5.The deans and faculty of all LCME-accredited medical schools, with the assistance of the Association of American Medical Colleges and the Association of Academic Health Centers, should establish in their schools appropriately staffed and supported academic departments of Emergency Medicine.

 

Recent surveys show that less than 50 percent of U.S. medical schools have academic departments or autonomous divisions of Emergency Medicine. By creating academic departments of Emergency Medicine, medical schools can best establish and implement high standards for educational programs in emergency care, and strengthen collaborative professional relationships necessary for research and for high quality clinical services in emergency care. Departments of Emergency Medicine must be large enough and receive adequate support in order to develop and nurture faculty role models and mentors.

 

The Residency Review Committee in Emergency Medicine should reevaluate its requirements for establishing training programs. These requirements now seriously constrain some medical schools from developing new departments with residency training programs.

 

Additional training programs and residency positions in Emergency Medicine should be especially encouraged at medical schools that are establishing new academic departments.

 

Faculty and trainees in Emergency Medicine must be responsible for enhancing their level of scholarship to gain academic recognition and to warrant designation as an academic department.

 

6.The American College of Emergency Physicians (ACEP) and the Society for Academic Emergency Medicine (SAEM) should quickly convene a conference to develop an agenda for research in Emergency Medicine and to define strategic options for implementing that agenda.
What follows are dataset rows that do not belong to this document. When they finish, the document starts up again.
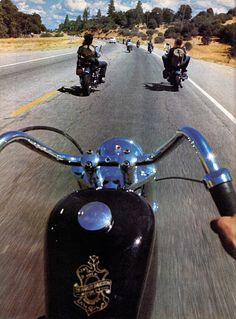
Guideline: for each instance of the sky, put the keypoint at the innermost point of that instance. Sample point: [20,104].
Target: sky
[53,12]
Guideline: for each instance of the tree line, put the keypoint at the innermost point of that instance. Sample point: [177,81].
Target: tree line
[181,23]
[14,23]
[206,24]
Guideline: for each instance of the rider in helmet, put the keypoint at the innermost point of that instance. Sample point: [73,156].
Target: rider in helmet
[91,53]
[168,58]
[150,45]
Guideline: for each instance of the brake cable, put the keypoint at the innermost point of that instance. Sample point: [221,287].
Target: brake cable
[53,129]
[179,177]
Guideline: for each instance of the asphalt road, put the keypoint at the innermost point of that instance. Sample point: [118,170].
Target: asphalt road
[195,277]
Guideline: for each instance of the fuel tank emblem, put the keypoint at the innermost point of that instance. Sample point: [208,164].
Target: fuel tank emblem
[93,288]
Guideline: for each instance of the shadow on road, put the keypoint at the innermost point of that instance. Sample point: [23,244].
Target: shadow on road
[159,87]
[74,90]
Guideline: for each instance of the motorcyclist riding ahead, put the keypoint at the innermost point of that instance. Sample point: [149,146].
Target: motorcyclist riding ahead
[90,53]
[150,46]
[176,57]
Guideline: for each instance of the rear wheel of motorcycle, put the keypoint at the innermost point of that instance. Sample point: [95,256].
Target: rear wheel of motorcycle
[86,85]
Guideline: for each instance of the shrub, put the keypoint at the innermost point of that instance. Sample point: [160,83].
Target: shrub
[59,35]
[205,40]
[46,35]
[159,39]
[188,46]
[150,32]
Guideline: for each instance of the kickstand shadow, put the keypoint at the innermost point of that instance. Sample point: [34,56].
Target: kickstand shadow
[74,90]
[160,87]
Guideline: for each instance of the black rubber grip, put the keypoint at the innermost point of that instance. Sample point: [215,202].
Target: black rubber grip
[224,197]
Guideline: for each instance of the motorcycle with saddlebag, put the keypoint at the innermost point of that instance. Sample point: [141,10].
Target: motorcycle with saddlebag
[175,74]
[87,69]
[100,238]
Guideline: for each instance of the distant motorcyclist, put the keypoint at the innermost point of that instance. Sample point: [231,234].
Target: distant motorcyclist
[177,52]
[167,48]
[150,46]
[90,53]
[129,45]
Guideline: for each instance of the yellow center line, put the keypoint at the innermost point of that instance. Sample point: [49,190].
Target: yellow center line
[33,103]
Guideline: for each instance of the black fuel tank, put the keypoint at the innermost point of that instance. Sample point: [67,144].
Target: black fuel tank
[97,273]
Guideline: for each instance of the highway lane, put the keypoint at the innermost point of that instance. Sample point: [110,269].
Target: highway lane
[195,277]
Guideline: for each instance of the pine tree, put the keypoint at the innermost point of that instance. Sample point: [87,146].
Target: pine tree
[139,12]
[99,14]
[66,24]
[86,14]
[111,9]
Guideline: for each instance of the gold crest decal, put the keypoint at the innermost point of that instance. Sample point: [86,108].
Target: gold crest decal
[92,291]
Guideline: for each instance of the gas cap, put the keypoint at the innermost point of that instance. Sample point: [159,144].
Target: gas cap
[95,216]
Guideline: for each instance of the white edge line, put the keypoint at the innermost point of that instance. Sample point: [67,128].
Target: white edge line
[217,104]
[35,60]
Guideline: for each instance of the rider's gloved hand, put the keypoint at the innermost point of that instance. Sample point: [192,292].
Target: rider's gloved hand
[225,227]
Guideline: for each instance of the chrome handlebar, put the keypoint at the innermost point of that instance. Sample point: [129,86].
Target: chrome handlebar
[215,175]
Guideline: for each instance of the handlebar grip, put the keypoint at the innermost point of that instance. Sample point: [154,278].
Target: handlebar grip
[224,197]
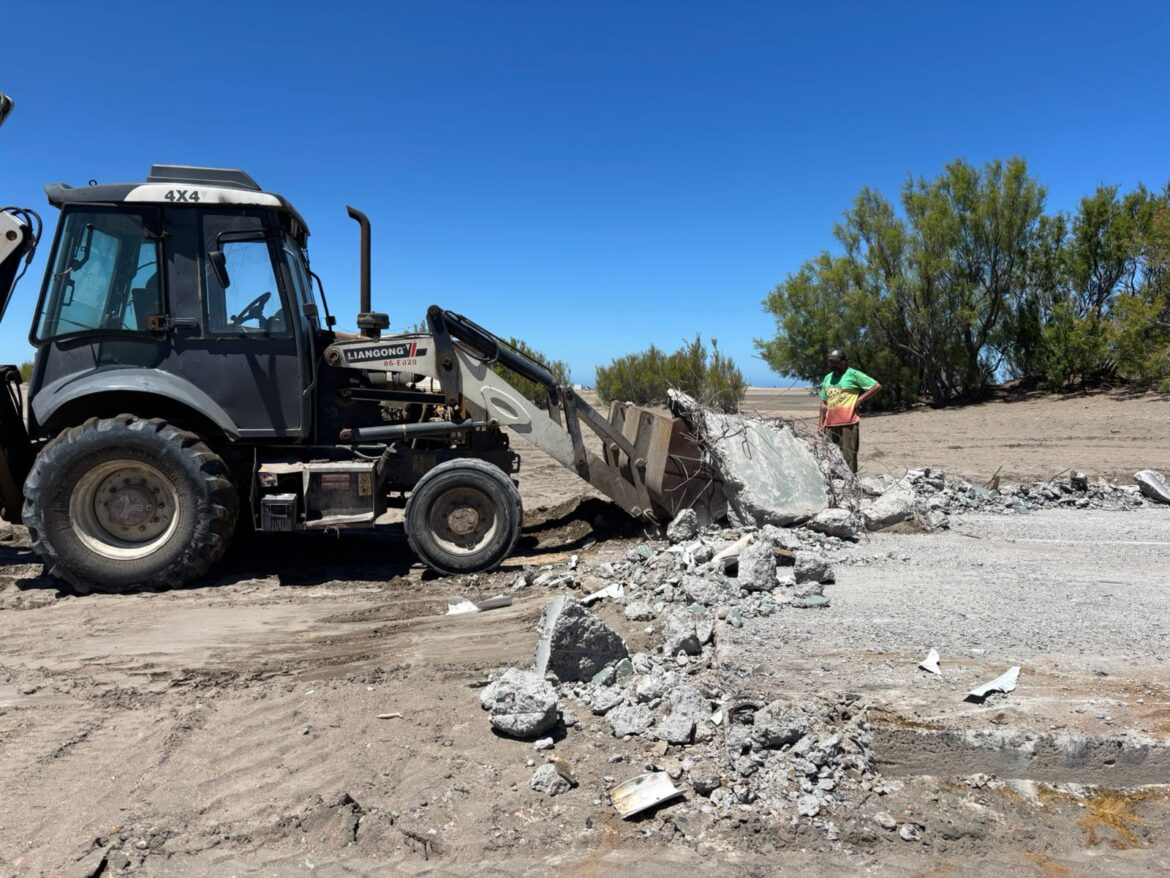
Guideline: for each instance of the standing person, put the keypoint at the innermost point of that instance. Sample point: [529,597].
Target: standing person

The discipline of Emergency Medicine currently lacks a broadly accepted and defined research agenda. This deficiency impedes its continued development as a clinical field and its fulfillment as an academic medical specialty. Emergency Medicine offers a broad spectrum of research opportunities -- in basic medical sciences and in health services research. To explore opportunities for collaborative research, the proposed conference should include representatives of other health professions organizations.